I'm in the happy to read club. Any time, anywhere, anything. I keep a book in my car, by the couch and by my bed. I can get into a book at the drop of a hat.

Tuesday, September 4, 2007

The Executioner's Song

The Executioner's Song by Norman Mailer
1980 Pulitzer Prize

Gary Gilmore was the first man executed after the US Supreme Court reinstated the death penalty in 11976. After committing two murders, he was sentanced to death. He then refused to appeal and demanded his sentance be carried out.

Gilmore had been defiant from a very young age. He was sent to reform schoolo at the age of 14. In 1976, after 13 years in prison, he was released and went to live with a cousin in Utah.
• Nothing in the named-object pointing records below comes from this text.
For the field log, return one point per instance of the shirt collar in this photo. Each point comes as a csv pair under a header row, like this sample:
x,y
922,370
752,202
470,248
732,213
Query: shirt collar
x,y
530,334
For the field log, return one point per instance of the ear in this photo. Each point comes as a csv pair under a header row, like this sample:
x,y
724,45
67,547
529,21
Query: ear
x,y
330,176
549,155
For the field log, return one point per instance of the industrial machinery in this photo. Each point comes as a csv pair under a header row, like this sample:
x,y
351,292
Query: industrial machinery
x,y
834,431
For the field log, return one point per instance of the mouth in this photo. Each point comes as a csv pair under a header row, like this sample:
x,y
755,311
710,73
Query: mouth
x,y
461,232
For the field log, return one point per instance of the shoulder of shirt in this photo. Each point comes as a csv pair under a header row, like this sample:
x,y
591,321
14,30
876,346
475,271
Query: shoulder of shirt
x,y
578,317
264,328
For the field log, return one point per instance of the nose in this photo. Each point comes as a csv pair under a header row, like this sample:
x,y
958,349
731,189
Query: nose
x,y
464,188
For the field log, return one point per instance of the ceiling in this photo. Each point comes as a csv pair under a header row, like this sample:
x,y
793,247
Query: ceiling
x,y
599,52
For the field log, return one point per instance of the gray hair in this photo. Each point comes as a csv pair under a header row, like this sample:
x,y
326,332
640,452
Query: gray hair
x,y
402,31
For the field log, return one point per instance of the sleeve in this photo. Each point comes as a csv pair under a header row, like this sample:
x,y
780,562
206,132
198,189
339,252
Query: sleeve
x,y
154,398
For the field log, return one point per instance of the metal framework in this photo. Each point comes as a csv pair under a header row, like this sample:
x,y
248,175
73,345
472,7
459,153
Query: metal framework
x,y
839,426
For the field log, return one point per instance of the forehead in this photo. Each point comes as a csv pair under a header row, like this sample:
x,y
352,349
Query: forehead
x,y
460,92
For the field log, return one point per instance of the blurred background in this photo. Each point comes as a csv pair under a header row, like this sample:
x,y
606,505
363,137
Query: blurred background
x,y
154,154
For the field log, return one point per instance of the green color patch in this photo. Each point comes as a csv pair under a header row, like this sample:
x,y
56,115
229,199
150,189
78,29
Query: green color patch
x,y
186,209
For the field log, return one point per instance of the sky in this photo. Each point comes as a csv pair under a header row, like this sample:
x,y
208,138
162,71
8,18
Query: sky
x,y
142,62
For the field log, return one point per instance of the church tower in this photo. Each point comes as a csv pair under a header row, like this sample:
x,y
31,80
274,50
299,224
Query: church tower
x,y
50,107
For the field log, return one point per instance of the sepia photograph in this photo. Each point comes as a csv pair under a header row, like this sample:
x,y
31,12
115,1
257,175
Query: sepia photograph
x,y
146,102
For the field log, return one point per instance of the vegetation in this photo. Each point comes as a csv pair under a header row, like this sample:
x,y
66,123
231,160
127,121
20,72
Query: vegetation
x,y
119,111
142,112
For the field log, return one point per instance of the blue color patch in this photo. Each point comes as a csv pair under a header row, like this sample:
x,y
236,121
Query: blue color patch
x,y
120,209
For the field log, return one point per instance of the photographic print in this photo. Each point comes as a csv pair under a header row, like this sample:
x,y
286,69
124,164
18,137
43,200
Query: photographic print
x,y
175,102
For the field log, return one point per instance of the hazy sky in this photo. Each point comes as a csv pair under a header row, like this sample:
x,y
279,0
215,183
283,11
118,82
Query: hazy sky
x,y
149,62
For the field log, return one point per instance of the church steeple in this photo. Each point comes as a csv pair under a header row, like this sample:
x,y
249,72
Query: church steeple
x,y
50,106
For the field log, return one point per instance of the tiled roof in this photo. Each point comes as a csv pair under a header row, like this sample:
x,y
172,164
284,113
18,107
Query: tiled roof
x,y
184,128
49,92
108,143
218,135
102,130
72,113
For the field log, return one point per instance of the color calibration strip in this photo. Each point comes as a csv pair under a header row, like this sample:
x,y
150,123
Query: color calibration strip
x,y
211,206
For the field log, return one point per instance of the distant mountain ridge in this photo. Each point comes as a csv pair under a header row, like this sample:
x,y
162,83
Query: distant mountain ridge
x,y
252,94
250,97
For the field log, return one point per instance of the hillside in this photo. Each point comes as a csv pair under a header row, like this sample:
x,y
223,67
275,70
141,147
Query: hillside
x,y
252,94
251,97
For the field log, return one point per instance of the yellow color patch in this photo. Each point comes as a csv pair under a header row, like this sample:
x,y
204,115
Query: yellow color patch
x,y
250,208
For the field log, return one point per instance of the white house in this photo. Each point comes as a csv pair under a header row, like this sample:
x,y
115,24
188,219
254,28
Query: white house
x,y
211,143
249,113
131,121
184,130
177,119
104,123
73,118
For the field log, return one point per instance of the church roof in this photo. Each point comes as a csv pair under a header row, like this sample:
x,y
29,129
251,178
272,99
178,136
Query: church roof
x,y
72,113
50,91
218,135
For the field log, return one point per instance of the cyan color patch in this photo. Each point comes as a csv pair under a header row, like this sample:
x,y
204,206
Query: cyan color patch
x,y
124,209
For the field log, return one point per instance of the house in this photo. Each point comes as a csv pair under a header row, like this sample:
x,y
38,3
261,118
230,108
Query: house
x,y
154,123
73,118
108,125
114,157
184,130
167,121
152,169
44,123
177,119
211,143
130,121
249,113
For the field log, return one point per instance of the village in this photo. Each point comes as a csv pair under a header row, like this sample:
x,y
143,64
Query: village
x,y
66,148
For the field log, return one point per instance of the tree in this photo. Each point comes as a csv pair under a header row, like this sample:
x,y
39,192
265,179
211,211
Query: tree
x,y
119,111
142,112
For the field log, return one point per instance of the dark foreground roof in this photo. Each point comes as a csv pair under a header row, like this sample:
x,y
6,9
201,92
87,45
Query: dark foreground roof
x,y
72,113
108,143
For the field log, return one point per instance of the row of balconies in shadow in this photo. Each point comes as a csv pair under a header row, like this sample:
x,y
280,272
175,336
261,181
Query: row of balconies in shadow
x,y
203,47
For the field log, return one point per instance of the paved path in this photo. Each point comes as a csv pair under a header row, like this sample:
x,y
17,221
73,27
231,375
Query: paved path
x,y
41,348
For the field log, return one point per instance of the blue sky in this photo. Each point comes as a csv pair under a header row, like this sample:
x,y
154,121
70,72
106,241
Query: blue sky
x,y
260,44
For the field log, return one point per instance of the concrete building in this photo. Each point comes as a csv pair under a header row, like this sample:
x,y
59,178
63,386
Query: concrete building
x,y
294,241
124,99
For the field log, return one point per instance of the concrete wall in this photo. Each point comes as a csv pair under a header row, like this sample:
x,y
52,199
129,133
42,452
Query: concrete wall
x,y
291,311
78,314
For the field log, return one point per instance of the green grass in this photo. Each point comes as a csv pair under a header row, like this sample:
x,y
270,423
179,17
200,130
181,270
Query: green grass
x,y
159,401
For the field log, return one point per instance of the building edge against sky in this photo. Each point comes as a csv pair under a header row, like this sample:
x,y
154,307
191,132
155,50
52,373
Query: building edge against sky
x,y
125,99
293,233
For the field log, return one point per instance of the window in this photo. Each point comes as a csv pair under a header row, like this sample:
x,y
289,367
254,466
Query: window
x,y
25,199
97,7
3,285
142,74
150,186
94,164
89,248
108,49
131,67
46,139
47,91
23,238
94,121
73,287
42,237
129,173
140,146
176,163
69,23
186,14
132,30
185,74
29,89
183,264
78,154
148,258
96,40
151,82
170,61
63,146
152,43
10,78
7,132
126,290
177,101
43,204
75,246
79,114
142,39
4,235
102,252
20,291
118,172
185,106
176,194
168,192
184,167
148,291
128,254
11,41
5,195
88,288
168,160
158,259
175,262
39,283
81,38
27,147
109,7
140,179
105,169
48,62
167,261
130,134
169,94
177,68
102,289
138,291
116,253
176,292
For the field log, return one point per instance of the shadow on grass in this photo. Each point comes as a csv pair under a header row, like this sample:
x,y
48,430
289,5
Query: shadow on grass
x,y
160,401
But after so long in prison he was unable to adapt to life outside. He had a mean streak and was argumentative. He fought everyone. If he wanted beer, he's simply go into a store and take it. Finally on a quest to obtain a pick-up truck, he resorted to robbery...and murder.

"The Executioner's Song" is classified as a narrative nonfiction novel. The true story is compied from interviews from anyone who crossed paths with Gilmore in the nine months from his realease until his execution. It's a big book...1050 pages, but it's an easy read. Even with all the detail the legalities are written in layman's terms. You get a feel for the way Gilmore and his circle lived. And you understand why Gilmore would insist on his execution.